Matthäus Merian: Der barmherzige Samariter, im Stammbuch des Daniel Stoltz von Stoltzenberg, 1624

«Du hast dich also entschlossen?»

«Nein, ich habe mich noch nicht entschieden. Ich fühle mich sehr wohl hier. In Basel bin ich geboren und aufgewachsen, dann ging’s nach meiner Lehre auf Wanderschaft, und schliesslich bin ich in Frankfurt bei deinem Vater de Bry hängengeblieben und habe dich kennengelernt.» Marias Augen leuchteten in Erinnerung an diese Zeit.

«Genau. Wir waren sehr glücklich zusammen in Frankfurt, nicht wahr?»

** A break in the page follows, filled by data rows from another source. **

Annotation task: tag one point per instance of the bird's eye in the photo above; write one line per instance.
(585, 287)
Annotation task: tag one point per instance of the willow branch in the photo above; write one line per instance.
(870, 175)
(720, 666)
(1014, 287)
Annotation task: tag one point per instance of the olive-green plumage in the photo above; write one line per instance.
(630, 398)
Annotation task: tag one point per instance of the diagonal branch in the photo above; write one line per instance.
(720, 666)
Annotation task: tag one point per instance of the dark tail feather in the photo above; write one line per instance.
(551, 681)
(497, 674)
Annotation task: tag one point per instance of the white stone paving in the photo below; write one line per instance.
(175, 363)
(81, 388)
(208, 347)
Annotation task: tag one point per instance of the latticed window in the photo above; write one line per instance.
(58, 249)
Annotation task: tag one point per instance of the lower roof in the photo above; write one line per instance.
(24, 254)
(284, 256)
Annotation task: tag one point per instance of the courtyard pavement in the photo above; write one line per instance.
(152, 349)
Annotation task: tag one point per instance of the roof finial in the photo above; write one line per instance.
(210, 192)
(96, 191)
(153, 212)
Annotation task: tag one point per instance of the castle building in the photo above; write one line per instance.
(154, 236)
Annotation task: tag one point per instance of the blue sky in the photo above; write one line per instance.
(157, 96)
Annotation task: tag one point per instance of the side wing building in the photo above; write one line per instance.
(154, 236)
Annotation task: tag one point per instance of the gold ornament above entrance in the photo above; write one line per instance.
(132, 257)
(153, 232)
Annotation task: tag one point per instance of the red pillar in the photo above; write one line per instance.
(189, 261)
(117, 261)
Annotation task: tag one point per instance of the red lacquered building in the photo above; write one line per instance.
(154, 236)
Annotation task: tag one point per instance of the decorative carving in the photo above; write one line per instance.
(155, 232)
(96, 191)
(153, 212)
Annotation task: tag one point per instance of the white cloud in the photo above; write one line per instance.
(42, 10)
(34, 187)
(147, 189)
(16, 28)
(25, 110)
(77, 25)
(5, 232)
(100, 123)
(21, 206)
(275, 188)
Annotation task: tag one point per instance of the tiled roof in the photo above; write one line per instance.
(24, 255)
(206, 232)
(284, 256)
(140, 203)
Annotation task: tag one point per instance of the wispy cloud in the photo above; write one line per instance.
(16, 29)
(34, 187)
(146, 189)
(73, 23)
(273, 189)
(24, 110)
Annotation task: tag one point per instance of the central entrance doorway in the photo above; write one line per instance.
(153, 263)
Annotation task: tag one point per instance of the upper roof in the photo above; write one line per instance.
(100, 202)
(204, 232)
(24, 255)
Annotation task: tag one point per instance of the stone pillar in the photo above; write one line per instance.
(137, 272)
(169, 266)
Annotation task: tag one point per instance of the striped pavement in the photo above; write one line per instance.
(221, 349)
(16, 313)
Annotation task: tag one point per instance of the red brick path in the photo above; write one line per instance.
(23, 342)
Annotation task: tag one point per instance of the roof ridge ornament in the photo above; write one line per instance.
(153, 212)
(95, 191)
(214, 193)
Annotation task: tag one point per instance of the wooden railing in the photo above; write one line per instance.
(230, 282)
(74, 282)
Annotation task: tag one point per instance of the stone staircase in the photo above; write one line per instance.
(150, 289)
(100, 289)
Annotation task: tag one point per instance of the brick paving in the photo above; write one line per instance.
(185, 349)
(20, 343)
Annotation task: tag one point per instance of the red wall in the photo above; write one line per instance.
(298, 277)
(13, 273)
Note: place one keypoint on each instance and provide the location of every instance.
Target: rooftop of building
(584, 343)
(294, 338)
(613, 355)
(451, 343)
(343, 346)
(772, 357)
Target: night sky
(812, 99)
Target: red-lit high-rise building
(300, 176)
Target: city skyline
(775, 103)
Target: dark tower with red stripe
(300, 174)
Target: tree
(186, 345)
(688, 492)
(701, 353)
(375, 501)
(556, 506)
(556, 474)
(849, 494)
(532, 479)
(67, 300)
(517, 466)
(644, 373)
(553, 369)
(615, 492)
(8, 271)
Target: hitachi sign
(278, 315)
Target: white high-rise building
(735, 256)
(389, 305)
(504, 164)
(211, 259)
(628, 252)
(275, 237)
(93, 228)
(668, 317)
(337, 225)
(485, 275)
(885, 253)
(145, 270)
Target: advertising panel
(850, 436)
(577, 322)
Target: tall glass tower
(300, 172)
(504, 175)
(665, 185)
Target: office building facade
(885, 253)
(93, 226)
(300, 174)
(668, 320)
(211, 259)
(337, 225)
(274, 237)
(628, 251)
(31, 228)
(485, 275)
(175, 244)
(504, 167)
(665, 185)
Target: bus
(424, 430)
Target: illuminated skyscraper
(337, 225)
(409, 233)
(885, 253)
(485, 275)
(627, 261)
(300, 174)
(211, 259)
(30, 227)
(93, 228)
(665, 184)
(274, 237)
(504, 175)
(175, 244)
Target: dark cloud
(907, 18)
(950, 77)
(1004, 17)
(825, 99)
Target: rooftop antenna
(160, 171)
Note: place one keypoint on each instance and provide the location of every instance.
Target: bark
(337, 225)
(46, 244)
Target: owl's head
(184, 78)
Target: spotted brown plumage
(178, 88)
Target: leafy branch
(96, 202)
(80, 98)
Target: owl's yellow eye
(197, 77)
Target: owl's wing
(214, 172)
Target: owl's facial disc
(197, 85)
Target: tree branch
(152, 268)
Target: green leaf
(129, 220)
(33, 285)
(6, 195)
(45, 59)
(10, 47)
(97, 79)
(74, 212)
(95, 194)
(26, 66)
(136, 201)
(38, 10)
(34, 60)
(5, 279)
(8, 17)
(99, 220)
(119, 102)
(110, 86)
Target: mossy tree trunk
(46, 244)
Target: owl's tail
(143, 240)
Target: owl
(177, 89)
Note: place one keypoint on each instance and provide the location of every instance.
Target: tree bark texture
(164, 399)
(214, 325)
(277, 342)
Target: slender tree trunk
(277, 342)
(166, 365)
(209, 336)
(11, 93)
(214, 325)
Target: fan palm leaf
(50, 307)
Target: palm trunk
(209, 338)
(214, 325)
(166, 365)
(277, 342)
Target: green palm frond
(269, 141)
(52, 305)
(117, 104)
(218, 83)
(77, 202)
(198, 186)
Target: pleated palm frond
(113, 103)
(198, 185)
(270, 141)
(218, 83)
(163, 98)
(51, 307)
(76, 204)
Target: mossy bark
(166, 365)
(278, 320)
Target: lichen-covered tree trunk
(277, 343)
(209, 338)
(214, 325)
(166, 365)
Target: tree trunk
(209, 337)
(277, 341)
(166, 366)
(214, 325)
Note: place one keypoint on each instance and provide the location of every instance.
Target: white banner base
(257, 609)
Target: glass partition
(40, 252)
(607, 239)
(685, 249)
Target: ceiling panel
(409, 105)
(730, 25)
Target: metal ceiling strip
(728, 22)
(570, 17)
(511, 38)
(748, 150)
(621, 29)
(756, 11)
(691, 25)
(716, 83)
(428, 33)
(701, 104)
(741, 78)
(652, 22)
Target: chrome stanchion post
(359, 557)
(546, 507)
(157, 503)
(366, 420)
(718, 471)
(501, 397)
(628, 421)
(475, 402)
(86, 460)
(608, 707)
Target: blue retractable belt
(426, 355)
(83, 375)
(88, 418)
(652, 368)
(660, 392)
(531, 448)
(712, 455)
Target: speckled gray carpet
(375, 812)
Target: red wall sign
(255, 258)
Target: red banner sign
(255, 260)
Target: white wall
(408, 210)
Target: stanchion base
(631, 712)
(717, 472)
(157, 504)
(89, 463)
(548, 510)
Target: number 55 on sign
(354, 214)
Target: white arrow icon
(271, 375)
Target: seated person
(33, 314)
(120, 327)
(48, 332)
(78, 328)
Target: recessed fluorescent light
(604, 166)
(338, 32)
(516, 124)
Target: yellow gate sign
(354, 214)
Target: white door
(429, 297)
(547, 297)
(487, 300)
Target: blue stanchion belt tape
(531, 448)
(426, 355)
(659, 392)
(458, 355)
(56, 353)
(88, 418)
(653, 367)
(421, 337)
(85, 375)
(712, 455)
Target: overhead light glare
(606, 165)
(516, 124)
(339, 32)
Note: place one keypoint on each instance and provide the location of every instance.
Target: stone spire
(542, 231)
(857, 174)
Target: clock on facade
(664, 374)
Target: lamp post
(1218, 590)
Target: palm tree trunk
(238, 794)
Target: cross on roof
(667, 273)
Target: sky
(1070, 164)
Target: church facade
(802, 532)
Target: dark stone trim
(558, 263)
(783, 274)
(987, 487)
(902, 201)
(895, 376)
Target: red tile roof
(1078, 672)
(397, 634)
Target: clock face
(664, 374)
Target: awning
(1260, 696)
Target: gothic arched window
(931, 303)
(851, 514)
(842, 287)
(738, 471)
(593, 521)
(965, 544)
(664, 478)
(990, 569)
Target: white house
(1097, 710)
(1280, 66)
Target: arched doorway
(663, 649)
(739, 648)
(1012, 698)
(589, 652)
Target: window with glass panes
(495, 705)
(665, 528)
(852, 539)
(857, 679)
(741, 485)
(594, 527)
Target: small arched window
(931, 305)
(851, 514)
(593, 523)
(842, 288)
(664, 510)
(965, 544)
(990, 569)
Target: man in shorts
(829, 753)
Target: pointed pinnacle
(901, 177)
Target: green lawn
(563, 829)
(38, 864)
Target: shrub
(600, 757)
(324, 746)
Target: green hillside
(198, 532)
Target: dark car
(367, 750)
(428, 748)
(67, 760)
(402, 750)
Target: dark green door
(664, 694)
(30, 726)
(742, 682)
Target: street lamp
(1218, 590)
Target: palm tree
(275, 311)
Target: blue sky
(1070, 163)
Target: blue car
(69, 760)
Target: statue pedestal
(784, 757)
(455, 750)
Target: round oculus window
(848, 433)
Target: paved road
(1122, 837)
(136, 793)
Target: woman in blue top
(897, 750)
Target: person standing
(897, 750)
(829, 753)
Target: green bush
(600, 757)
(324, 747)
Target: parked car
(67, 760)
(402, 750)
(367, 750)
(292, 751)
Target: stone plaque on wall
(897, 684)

«Ja, natürlich. Doch die unsicheren Zeiten bewogen uns dann, nach Basel zu ziehen, zurück in meine Heimatstadt. Ich habe hier genug Arbeit und eine gut eingerichtete Werkstatt für meine Radierungen und Kupferstiche. Soll das alles nun ein Ende haben?»

«Der Verlag gehört zu meinem Erbe, Matthäus. Ich bin schliesslich die Tochter deines ehemaligen Meisters de Bry. Er hat mich dir zur Frau gegeben mit dem Hintergedanken, dass du einmal seine Verlagsarbeit fortsetzen wirst.»

«Ich weiss. Aber ich werde jetzt zuerst einmal nach Frankfurt reisen, um mir ein Bild von der Situation zu machen. Du hast ja auch noch zwei Schwestern. Der Verlag muss auf jeden Fall weitergeführt werden. Erweist es sich, dass ich dabei helfen muss, werde ich dich und die Kinder nachholen.»

«Ich würde mich freuen, heimzukehren. Nicht, dass es mir hier in Basel nicht gefällt», beeilte Maria sich anzufügen, «aber ich bin in Frankfurt gross geworden und fühle mich in jener Gegend zu Hause.»

«So wie ich hier in Basel, auch wenn ich einige meiner dreissig Jahre anderswo verbracht habe. Es würde mir gefallen, wenn auch unsere Kinder hier aufwachsen könnten. Unser kleiner Matthes und auch unser Jüngstes, das Margrethlein, wurden in der Theodorskirche getauft, genauso wie ich – so müsste es weitergehen.» Maria drückte den Buben an sich.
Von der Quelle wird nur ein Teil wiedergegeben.